Last week, the International Maritime Organization (IMO) agreed on a revised strategy which includes an ambition to reach net-zero GHG emissions from international shipping close to 2050. However, as ICS notes, a global levy on ship’s GHG emissions must now be adopted rapidly if the ambitious goals agreed are to remain plausible.
peaking at the close of the intensive two-week session in London, Simon Bennett, International Chamber of Shipping (ICS) Deputy Secretary General said that ICS greatly welcomes the ambitious agreement reached by governments at IMO today for shipping to achieve net zero emissions ‘by or around 2050′.

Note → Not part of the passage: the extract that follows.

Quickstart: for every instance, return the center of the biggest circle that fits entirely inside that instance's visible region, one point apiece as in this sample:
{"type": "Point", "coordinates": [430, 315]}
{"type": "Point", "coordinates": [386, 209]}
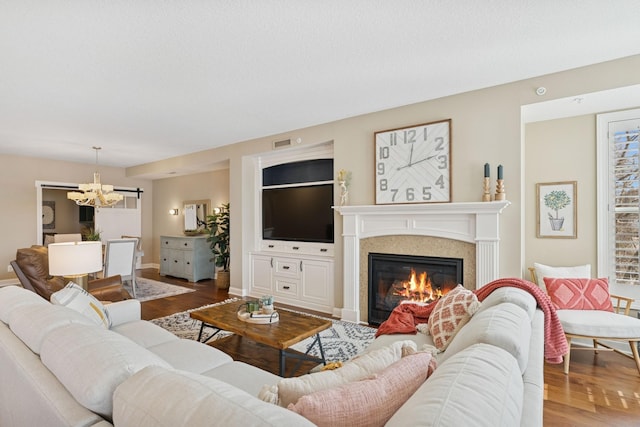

But this can only be achieved if IMO rapidly agrees to a global levy on ships’ GHG emissions to support a ‘fund and reward’ mechanism, as proposed by the industry.
… Simon Bennett added, as he pointed out that the checkpoints agreed for 2030 and 2040 are particularly ambitious.
Marine Environment Protection Committee (MEPC 80) key takeaways:
- Carbon intensity of the ship to decline through further improvement of the energy efficiency for new ships
To review with the aim of strengthening the energy efficiency design requirements for ships;
- Carbon intensity of international shipping to decline
To reduce CO2 emissions per transport work, as an average across international shipping, by at least 40% by 2030, compared to 2008;
- Uptake of zero or near-zero GHG emission technologies, fuels and/or energy sources to increase
Uptake of zero or near-zero GHG emission technologies, fuels and/or energy sources to represent at least 5%, striving for 10%, of the energy used by international shipping by 2030; and
- GHG emissions from international shipping to reach net zero
To peak GHG emissions from international shipping as soon as possible and to reach net-zero GHG emissions by or around, i.e. close to 2050, taking into account different national circumstances, whilst pursuing efforts towards phasing them out as called for in the Vision consistent with the long-term temperature goal set out in Article 2 of the Paris Agreement.
ICS is confident that this economic impact assessment will demonstrate that the ‘fund and reward’ proposal, or something similar, is the only practical way forward if the ambitious GHG reduction targets agreed by IMO this week are to remain realistic and achievable, Bennett highlighted.
The ICS ‘fund and reward’ proposal remains firmly on the table as a deliverable solution and will now be subject to a comprehensive impact assessment by UNCTAD to be completed by early next year, so that an economic measure can be adopted in 2025.
… said the ICS Deputy Secretary General
To remind, the purposed levy was a reason for conflict during MEPC 80, with China urging other countries to oppose the idea.
Simon Bennett also backed the idea that the industry urgently needs to reduce the cost gap between conventional and alternative marine fuels and incentivise the production and uptake of new fuels at the scale now required to meet this accelerated transition.
2040 is less than 17 years away and the availability of zero GHG marine fuels today is virtually zero.
… said Bennett
Simon Bennett also expressed that it is very positive that a majority of governments now support a levy for shipping involving flat rate contributions by ships per tonne of GHG emitted to an IMO fund to expedite a rapid transition.